Whatever you do be sure to get good underlay for your laminate wood floor. I bought a Lennar house that was only 4 years old and had laminated wood floor in all bedrooms, dining room and office. All of them sound terrible, the cracking sound on every single step is very very annoying. I can't believe a good home builder like Lennar (Village Builders) would make this kind of mistake, but maybe the previous owner added it later, I don't know. But if the house was built like that I would call Lennar to complain & discuss about warranty issue. Looks like I would have to save some money for a redo of all of my floors

So do a search about noises first before you commit to laminate wood floor, here are some discussion & related websites. Hope it helps.

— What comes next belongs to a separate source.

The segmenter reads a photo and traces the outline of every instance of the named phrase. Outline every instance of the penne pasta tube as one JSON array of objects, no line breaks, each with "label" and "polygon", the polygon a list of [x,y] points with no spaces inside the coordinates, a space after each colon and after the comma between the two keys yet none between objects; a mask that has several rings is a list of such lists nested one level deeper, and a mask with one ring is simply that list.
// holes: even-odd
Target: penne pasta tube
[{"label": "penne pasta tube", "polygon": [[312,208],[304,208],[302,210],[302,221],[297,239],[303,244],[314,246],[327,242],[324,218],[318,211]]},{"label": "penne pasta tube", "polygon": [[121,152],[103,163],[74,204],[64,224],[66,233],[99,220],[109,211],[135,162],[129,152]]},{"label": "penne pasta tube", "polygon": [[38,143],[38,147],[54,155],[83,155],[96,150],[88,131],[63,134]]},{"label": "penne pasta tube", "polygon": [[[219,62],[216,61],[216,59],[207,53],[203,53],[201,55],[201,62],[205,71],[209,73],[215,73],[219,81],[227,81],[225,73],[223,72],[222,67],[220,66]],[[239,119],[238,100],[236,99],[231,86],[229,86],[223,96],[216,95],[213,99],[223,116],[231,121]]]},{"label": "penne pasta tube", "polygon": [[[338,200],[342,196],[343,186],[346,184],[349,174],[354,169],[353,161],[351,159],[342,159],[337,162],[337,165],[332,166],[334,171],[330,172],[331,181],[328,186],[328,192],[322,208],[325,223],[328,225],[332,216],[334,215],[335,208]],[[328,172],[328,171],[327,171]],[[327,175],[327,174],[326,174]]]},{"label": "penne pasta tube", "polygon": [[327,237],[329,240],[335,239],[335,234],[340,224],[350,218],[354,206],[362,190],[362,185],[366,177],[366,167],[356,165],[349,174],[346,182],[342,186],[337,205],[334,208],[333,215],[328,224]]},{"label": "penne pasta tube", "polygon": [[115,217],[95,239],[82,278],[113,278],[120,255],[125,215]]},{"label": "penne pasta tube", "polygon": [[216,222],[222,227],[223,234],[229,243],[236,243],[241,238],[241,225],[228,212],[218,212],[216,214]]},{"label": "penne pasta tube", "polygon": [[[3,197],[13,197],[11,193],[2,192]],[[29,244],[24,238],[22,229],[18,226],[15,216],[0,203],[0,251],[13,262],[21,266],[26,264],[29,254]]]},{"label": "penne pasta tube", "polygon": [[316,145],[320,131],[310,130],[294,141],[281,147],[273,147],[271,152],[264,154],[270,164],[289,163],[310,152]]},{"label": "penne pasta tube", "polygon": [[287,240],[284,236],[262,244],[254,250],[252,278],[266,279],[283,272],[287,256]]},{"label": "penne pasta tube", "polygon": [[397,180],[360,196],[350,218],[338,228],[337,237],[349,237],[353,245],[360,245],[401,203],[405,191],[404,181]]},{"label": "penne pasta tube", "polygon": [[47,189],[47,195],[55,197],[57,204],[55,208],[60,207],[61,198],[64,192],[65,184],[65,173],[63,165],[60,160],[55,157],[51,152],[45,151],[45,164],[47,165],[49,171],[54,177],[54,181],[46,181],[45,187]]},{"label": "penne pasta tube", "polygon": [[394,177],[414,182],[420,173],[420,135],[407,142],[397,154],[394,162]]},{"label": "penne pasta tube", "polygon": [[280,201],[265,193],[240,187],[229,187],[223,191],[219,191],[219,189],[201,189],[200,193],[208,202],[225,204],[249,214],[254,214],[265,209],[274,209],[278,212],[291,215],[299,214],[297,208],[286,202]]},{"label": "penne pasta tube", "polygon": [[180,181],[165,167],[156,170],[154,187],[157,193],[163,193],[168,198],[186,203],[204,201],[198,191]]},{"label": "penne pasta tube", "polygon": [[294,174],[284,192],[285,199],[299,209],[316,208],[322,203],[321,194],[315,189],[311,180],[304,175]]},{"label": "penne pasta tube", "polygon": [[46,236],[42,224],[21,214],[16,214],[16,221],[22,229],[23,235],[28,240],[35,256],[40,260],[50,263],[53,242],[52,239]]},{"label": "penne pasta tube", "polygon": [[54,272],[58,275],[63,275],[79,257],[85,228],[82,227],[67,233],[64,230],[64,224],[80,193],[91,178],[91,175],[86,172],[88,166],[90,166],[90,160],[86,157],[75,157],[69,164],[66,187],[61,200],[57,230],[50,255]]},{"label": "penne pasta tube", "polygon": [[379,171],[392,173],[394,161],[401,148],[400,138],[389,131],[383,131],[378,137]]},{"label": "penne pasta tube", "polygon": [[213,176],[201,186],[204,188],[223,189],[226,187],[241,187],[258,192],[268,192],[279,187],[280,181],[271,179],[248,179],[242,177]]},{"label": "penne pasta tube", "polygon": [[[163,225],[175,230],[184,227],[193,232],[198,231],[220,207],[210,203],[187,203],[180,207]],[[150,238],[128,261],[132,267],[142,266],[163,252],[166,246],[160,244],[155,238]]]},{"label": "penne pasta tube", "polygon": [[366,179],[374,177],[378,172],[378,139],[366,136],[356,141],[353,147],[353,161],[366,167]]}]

http://2coolfishing.com/ttmbforum/showthread.php?t=113351&highlight=laminate+noise

http://www.woodsthebest.com/Flooring/underlay/bestUnderlayForLaminate.htm

http://www.basingstoke.gov.uk/environment/nuisance/noise/Noise+and+Laminate+Flooring.htm


----------



## edavis (Jun 24, 2009)

check out lumber liquidators online. there are three locations in houston area that have ALOT to choose from for up to $2 less than home depot. also rent a power jamb saw from home depot. its well worth the $25 or so for 4 hours and trust me thats all the time you need. if you have a lot of doorways it is well worth it. once you get the height set you can knock each jamb out in about 30 seconds.


----------



## MustangOrange (Jul 26, 2005)

Laminate flooring is great; just finished laying about 1200 SF in my house (with the help of family). I used a Fein Saw to cut the door jams in order to get the boards flush underneath the doors. Also used the top of the line padding underneath that acts as a high decibel/moisture barrier. It's not too complicated to lay the flooring - just takes time. One of the main issues is getting the first few rows in a room done right (especially if the room is not square).


----------



## shorty70 (Jun 29, 2008)

Few things I remember from installing mine:

Make sure to shim at the walls, both long and width ways to keep it tight, and

Bring it inside your house and acclimate to the A/C before installing, for a few days.


----------